The Tennessee-based health system has created the Strong Futures program to offer a new level of treatment for mothers and kids
By Jason Langendorf
Last week, Ballad Health, an integrated health system based in Johnson City, Tenn., announced the launch of a program dedicated to serving mothers, pregnant women, babies and young children affected by addiction.
The new program, called Strong Futures, will provide varied addiction-care services to mothers and children in an effort to help local families break the cycle of addiction and behavioral disorders that have led to generational literacy shortfalls and poverty in the Appalachian Highlands region. A two-year, $7 million grant from the Tennessee Department of Human Services will help fund Strong Futures’ initiatives.
I think the first step is to show it works. And let me tell you, if there’s any health system out there that wants to come see what we’re doing, we would welcome having them come here.”—Alan Levine, chairman, Ballad Health
Ballad Health chairman Alan Levine credits a comprehensive, holistic-minded plan, as well as the buy-in of Tennessee governor Bill Lee and a bipartisan coalition across several states.
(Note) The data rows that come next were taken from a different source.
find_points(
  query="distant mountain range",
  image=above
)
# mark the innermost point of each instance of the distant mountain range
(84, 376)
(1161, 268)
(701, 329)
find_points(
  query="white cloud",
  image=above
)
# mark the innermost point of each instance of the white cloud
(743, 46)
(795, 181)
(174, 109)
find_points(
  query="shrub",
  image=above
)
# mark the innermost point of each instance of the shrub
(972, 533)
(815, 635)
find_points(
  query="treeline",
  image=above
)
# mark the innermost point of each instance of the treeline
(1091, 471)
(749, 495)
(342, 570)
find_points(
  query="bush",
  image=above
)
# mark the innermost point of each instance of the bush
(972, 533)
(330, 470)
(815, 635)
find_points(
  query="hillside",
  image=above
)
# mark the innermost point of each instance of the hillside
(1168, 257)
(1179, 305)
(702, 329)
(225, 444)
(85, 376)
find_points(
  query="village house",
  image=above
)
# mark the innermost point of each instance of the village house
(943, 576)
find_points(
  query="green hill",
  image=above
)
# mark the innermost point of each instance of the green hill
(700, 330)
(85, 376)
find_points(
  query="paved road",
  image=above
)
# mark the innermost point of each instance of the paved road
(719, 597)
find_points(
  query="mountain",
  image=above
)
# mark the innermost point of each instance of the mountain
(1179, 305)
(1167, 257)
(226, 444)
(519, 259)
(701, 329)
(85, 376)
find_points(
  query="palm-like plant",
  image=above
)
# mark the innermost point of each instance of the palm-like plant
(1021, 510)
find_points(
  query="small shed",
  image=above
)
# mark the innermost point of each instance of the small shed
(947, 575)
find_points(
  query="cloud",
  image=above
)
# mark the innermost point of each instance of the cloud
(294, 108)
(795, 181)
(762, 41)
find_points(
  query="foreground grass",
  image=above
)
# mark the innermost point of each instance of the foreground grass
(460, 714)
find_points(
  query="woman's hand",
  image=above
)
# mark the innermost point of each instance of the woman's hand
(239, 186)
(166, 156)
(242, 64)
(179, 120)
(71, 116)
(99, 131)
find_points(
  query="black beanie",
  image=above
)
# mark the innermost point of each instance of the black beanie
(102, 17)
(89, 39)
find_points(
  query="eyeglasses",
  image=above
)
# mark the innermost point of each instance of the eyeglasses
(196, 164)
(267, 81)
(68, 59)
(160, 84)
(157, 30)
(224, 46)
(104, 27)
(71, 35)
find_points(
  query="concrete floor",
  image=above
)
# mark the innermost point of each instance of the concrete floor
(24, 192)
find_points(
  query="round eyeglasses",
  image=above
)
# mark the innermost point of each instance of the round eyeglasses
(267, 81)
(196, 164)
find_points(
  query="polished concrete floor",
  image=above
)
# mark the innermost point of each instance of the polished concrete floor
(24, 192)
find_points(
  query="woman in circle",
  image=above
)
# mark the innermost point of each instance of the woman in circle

Ballad Health serves a 29-county area the size of New Hampshire known as the Appalachian Highlands, which covers parts of Tennessee, Virginia, Kentucky and North Carolina.
“Addiction, poverty, health and education are all interrelated, and they all have far-stretching consequences that affect families for generations,” Levine said in a statement announcing Strong Futures. “For Ballad Health to address something as broad as a region’s health status, we must look into each of these elements and see how we can create positive change from the very beginning of someone’s life.”
The Strong Futures program will be headquartered at the former Takoma Regional Hospital in Greeneville, Tenn., providing an array of addiction-care and behavioral-health services—including residential and outpatient programs—to women and their children.
How Strong Futures Program Works
“They’re meeting with a behavioral-health team, meeting with therapists, meeting with folks that can help set them up with financial literacy classes, with workforce development,” says Tammy Albright, CEO of Ballad Health Behavioral Health Services.
“We’re looking at an all-around approach based on the needs of the women and children involved in this. So they can bring their family, their children, their significant other—whether that be the father or whoever they define as family—to participate in ongoing therapy, counseling, parenting classes. Whatever they need to help support that family and that mother in her recovery.”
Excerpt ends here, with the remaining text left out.